À peine avais-je fait vrombir le moteur dans la rue qui bifurque, à la manière, j’imaginais, de Jean-Louis Trintignant ou de Steve McQueen, qu'Éléonore ouvrait grand la vitre de sa portière, et nous avons respiré, dans l'air frais de cette nuit de printemps (c'était le weekend de Pâques), le parfum vanillé des pittosporums. La fatigue, toute trace de mauvaise humeur se sont par miracle envolées. À ce moment, j'ai eu le sentiment que cette soirée compterait dans ma vie, mais à mon âge, cela avait-il encore un sens? Plus précisément, je me suis dit qu'elle ferait partie de celles dont je me souviendrais lorsque je serais mort. La phrase s'est formée toute seule dans mon esprit. J’entendais que la mort ne m'arracherait pas le souvenir de cette légèreté exquise, de ce parfum de fleur dans l’ombre qui venait, de cette proximité du corps jeune d’Éléonore, qu’elle ne m’en priverait pas. Et la même intuition stipulait que la séquence prendrait fin aussitôt que nous parviendrions au sommet de cette rue étroite et sinueuse, sur la route de la Moyenne Corniche, ce qui ne manquerait pas de se produire dans les tout prochains instants. Et, comme il fallait que l’état de grâce se prolongeât à tout prix, et comme il fallait que nous n'arrivions pas là-haut, il est advenu qu’apparaisse, au bout d'une courte ligne droite, l’enseigne lumineuse d’un hôtel.

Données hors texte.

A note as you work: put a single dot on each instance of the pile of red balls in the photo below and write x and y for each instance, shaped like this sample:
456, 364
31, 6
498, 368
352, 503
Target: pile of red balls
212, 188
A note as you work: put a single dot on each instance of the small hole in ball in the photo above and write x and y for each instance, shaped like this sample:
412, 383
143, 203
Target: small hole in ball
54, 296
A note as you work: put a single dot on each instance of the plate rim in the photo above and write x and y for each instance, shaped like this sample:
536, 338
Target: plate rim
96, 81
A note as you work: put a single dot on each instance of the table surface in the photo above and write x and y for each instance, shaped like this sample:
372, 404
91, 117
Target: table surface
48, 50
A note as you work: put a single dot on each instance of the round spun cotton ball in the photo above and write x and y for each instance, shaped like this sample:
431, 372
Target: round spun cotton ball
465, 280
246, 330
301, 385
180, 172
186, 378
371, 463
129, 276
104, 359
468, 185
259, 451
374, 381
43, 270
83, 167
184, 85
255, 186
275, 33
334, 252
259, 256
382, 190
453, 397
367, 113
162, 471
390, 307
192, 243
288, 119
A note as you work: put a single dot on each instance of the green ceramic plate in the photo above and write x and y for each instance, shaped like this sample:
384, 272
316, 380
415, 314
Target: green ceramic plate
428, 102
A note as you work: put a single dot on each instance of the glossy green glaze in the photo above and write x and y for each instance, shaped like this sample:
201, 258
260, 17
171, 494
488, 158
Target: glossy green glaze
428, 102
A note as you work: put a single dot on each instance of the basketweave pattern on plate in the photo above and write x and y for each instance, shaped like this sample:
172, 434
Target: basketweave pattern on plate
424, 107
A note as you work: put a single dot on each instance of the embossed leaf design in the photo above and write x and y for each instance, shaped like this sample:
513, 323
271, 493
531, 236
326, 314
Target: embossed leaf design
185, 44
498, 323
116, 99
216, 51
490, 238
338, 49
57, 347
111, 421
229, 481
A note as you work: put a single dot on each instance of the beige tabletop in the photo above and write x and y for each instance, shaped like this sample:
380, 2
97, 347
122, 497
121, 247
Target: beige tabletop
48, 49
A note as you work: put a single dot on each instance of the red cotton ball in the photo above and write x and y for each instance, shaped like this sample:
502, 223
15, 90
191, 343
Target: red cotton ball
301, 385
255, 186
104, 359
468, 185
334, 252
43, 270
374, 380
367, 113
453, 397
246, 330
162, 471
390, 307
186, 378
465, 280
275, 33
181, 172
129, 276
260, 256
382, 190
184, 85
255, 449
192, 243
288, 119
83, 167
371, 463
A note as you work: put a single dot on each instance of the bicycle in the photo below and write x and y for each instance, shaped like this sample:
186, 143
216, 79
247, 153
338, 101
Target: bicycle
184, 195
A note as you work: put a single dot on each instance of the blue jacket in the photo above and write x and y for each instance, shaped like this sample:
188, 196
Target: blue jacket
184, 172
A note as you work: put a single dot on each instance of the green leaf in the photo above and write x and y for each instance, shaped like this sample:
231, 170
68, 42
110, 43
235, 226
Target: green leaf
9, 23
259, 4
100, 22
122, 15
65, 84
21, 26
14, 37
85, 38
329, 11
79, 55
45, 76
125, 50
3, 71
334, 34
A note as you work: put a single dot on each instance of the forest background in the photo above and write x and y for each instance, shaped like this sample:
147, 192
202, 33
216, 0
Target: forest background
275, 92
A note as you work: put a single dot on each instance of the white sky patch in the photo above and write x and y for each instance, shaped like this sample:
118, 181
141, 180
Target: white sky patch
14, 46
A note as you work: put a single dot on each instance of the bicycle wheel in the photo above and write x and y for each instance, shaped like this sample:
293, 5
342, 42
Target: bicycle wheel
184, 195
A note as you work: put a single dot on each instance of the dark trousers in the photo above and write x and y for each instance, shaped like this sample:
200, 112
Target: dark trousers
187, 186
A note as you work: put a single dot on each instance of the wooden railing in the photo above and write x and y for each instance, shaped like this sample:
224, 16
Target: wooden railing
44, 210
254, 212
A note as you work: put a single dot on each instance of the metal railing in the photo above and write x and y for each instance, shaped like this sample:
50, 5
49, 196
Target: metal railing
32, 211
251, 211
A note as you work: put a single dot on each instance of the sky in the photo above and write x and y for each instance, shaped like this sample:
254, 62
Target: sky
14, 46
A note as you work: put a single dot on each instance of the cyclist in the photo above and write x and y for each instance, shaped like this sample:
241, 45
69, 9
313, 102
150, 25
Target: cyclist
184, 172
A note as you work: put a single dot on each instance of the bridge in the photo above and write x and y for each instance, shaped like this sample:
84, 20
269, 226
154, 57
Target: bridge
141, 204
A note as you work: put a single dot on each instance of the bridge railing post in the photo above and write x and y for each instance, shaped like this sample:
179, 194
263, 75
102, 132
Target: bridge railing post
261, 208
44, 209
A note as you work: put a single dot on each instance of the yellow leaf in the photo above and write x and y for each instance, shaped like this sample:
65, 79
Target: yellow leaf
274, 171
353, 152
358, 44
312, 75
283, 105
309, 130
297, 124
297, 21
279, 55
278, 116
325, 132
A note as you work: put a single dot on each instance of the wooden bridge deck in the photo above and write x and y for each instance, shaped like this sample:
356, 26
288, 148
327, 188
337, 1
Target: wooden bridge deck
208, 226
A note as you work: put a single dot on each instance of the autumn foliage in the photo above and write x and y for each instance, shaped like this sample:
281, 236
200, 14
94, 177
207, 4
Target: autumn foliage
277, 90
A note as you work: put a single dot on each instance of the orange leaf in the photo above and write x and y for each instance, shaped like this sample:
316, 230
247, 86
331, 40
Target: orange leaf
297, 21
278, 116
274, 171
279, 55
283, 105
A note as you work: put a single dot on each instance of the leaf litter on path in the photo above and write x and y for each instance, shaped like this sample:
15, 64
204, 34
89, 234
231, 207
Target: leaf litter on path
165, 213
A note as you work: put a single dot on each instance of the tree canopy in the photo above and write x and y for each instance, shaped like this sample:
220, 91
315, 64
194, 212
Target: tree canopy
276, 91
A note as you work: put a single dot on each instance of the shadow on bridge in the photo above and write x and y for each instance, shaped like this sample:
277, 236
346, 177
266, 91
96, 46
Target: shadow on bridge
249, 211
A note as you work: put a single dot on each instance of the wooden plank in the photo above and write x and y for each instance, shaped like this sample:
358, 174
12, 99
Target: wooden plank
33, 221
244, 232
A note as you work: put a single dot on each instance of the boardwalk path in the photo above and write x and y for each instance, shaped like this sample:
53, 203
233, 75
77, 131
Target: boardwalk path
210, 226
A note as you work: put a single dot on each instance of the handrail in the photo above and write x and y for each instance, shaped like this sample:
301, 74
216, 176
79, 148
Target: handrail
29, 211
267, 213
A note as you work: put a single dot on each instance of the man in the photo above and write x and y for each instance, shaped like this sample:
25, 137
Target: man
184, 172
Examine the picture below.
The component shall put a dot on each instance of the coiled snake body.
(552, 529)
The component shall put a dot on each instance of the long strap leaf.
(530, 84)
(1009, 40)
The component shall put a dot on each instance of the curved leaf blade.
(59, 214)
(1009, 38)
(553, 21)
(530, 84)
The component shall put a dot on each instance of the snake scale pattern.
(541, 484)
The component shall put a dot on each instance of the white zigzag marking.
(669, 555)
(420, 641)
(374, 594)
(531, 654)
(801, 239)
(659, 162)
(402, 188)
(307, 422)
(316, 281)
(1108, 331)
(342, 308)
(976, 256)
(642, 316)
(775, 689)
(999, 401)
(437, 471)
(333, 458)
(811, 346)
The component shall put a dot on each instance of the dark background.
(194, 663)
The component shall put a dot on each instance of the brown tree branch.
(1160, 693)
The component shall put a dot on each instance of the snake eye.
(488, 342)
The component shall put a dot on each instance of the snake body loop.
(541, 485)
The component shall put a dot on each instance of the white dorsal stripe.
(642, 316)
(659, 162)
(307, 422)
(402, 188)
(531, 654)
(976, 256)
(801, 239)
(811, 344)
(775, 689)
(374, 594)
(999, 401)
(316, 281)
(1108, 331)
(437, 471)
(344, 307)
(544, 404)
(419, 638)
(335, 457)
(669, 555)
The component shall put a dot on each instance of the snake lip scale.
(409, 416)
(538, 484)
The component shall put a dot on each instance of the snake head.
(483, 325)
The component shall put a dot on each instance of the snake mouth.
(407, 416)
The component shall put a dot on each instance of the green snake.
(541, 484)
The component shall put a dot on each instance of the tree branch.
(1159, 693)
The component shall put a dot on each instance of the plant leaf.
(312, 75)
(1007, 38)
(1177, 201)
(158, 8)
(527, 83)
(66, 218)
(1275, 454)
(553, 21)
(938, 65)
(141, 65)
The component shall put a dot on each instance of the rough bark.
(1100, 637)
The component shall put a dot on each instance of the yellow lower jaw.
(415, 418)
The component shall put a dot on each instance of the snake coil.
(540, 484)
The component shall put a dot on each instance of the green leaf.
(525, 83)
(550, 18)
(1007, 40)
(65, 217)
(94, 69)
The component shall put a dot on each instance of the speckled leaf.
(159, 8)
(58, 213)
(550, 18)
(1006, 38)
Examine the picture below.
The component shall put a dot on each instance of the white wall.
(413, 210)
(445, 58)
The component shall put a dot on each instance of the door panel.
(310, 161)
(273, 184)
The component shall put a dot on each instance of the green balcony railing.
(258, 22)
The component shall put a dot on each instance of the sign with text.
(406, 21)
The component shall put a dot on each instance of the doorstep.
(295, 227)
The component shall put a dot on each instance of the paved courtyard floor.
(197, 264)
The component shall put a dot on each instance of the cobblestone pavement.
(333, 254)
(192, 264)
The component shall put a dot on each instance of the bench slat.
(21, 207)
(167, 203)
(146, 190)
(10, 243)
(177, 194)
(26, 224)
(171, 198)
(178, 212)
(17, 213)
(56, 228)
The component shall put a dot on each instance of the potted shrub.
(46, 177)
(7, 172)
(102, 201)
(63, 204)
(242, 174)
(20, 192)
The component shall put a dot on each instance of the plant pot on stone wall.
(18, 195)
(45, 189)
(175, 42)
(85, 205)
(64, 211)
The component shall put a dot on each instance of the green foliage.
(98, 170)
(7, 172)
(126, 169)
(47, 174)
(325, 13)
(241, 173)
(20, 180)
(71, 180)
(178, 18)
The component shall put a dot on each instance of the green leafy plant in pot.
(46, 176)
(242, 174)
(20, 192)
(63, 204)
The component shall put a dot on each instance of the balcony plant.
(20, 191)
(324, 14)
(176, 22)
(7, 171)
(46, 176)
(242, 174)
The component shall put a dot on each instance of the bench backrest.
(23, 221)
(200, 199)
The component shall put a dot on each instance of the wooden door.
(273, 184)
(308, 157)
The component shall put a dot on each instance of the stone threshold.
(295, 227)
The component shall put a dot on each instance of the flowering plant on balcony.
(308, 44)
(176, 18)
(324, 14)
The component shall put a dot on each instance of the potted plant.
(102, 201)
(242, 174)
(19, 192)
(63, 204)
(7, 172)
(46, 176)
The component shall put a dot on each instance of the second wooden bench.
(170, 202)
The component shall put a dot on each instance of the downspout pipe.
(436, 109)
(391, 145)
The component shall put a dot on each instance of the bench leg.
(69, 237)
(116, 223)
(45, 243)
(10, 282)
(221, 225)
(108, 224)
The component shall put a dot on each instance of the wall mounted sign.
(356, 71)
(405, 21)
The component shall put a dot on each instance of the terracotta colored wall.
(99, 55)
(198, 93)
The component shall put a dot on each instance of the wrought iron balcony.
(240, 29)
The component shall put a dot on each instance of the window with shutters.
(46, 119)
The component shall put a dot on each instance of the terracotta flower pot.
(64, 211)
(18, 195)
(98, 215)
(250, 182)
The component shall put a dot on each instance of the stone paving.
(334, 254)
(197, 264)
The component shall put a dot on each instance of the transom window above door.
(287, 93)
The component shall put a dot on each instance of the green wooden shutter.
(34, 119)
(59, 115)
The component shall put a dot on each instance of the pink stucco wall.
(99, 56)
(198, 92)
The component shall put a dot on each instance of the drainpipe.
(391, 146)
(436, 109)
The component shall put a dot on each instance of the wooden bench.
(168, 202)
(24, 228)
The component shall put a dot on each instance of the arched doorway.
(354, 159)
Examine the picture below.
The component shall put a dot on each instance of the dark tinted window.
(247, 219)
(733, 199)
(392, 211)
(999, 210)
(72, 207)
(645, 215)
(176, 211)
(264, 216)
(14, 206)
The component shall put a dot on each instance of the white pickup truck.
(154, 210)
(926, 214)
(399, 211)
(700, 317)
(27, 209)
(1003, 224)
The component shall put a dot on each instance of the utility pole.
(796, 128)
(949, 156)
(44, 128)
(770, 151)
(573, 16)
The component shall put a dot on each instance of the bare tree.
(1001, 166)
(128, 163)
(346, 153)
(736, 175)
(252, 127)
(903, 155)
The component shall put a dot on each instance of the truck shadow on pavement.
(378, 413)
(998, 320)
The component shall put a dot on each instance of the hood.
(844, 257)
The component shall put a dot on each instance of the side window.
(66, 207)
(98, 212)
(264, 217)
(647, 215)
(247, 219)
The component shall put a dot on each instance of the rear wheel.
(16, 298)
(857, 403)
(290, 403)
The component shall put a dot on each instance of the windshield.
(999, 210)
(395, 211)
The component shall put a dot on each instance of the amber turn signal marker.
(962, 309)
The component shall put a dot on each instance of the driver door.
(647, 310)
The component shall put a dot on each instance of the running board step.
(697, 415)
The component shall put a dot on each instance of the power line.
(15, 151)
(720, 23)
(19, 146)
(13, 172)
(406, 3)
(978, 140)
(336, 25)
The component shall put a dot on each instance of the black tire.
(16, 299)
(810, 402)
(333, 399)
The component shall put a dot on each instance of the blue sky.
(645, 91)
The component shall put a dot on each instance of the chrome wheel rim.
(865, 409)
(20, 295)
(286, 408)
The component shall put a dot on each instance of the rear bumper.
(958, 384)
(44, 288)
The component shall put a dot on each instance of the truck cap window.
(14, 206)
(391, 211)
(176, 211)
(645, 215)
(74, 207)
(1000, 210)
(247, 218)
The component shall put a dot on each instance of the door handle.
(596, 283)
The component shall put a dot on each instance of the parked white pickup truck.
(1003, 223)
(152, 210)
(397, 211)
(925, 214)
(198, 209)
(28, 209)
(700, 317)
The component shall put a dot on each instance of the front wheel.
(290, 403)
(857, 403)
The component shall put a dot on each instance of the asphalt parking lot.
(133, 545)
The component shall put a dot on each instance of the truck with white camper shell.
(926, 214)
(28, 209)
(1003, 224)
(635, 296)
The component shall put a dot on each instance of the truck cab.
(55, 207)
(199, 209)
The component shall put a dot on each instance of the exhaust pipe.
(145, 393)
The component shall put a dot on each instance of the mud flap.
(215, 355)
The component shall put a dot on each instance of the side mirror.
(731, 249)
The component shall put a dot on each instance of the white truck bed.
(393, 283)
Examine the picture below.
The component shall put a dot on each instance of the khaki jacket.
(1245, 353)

Éléonore, près de moi, s’est transformée soudain en Catherine Deneuve, peut-être en Françoise Dorléac.

J'ai arrêté la voiture. J'ai dit sur un ton à peine interrogatif: "On dîne et on dort ici?" Éléonore a acquiescé d'un mouvement de tête: "Oui oui, bien sûr". J'ai klaxonné deux fois et aussitôt, comme dans les contes, un portier est venu nous ouvrir la grille.